9. The method of claim 8, further comprising, if the set f selected articles is empty:

performing comparison between each unique pairing of articles to determine a distance score for each unique pairing;

calculating an average distance score for each article against all other articles; and

generating the language model based on the article with a highest average distance score.

10. The method of claim 8, wherein displaying content based on the selected articles is based on an order that articles were added to the set of selected articles.

11. The method of claim 8, further comprising:

detecting a pair of articles have a distance score below a threshold distance score in both directions; and

removing an article of the pair of articles from the plurality of articles based on lower average distance score.

12. The method of claim 8, further comprising:

detecting a pair of articles have a distance score exceeding a threshold distance score in at least one direction;

detecting that one of the articles is an extension of a second article in the pair of articles based on a comparison of distance scores calculated in two directions; and

removing the second article from the plurality of articles.

13. The method of claim 8, further comprising,

detecting a pair of articles have a distance score that exceeds a first threshold distance score and lower than a second threshold distance score; and

displaying the pair of articles as a potential series of articles.

14. A non-transitory, tangible computer-readable medium, comprising code to direct a processor to:

extract sequences of features from a plurality of articles filtered based on a scope;

generate a first probability distribution over the sequences of features of the plurality of articles;

generate an additional probability distribution for a selected subset of the plurality of articles and for each unselected article, wherein the additional probability distributions are smoothed using the first probability distribution;

calculate a distance score based on the additional probability distribution for each unselected article as compared to the probability distribution for the selected subset;

select an article from the unselected articles based on distance score and add the article to the selected subset of articles; and

return content based on the selected subset.

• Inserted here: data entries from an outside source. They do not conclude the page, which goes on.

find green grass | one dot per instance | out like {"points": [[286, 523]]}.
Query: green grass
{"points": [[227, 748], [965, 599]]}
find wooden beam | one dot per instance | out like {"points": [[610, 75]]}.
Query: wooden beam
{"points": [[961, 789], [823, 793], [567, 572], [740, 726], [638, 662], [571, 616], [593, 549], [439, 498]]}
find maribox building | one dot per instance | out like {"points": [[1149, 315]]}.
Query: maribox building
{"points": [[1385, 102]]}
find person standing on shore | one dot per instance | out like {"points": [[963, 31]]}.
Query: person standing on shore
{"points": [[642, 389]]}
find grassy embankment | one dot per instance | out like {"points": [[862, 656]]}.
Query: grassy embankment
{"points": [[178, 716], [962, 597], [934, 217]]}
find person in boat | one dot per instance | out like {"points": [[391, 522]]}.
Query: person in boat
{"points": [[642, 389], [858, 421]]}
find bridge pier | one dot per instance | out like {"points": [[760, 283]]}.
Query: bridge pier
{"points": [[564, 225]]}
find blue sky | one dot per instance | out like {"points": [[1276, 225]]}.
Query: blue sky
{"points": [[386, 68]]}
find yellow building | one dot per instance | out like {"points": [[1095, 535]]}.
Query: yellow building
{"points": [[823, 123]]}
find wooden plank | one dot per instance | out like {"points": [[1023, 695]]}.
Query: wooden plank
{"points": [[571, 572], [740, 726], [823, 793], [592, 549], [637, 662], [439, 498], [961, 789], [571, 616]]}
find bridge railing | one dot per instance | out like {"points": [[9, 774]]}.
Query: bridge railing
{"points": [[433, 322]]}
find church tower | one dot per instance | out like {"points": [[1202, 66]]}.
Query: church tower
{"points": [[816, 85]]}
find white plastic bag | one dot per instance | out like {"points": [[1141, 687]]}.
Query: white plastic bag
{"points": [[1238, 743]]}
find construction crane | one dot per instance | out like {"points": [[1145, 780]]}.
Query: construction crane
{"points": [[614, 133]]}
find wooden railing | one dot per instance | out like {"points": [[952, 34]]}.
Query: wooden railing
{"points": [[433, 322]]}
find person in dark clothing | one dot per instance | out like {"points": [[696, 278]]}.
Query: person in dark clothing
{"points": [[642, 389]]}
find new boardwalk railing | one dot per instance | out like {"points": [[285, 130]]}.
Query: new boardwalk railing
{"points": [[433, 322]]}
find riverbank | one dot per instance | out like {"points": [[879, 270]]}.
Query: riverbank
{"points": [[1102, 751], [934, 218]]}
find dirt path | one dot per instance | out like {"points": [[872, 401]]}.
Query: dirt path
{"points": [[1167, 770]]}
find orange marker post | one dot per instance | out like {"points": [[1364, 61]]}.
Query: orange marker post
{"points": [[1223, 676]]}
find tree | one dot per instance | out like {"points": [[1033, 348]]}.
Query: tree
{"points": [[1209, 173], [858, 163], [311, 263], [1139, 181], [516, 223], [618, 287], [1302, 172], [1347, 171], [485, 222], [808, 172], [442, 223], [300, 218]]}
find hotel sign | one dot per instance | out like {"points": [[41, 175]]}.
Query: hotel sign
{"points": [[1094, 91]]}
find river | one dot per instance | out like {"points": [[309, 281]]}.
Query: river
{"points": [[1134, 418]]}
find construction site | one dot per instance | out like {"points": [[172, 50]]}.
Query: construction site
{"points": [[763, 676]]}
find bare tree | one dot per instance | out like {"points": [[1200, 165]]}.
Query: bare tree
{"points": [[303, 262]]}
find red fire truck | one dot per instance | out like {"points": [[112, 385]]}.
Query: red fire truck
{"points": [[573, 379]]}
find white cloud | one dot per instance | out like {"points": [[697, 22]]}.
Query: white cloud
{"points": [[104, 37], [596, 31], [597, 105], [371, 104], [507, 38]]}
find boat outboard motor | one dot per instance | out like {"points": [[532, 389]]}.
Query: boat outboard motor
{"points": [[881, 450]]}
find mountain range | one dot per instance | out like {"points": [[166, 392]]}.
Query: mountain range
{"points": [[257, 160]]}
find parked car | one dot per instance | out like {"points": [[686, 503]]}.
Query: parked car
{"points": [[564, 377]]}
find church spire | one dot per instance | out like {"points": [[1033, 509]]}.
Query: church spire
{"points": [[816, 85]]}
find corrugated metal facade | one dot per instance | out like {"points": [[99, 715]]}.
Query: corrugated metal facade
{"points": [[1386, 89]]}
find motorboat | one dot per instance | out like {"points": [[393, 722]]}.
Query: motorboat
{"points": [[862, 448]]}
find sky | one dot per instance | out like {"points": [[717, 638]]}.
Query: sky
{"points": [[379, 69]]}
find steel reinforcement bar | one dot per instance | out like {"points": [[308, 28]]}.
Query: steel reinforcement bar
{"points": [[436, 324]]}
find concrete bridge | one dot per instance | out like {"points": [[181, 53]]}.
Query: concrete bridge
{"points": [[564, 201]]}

15. The non-transitory, tangible computer-readable medium of claim 14, further comprising code to direct the processor to:

perform a comparison between each unique pairing of the plurality of articles to generate a distance score for each unique pairing;

calculate an average distance score for each article against all other articles; and

select an article associated with a highest average distance score.

16. The non-transitory, tangible computer-readable medium of claim 14, further comprising code to direct the processor to weight articles based on reputation.

17. The non-transitory, tangible computer-readable medium of claim 14, further comprising code to direct the processor to weight articles based on received past preferences.

18. The non-transitory, tangible computer-readable medium of claim 14, further comprising code to direct the processor to:

detect a pair of articles are identical based on a distance score below a threshold distance score in both directions; and

remove an article of the pair of articles from the plurality of articles fused on lower average distance score.

19. The non-transitory, tangible computer-readable medium of claim 14, further comprising code to direct the processor to:

detect a pair of articles have a distance score exceeding a threshold distance score in at least one direction;

detect that one of the articles is an extension of a second article in the pair of articles based on a comparison of distance scores calculated in two directions; and

remove the other article from the plurality of articles.

20. The non-transitory, tangible computer-readable medium of clam 14, further comprising code to direct the processor to:

detect a pair of articles have a distance score that exceeds a first threshold distance score and lower than a second threshold distance score; and

display the pair of articles as a potential series of articles.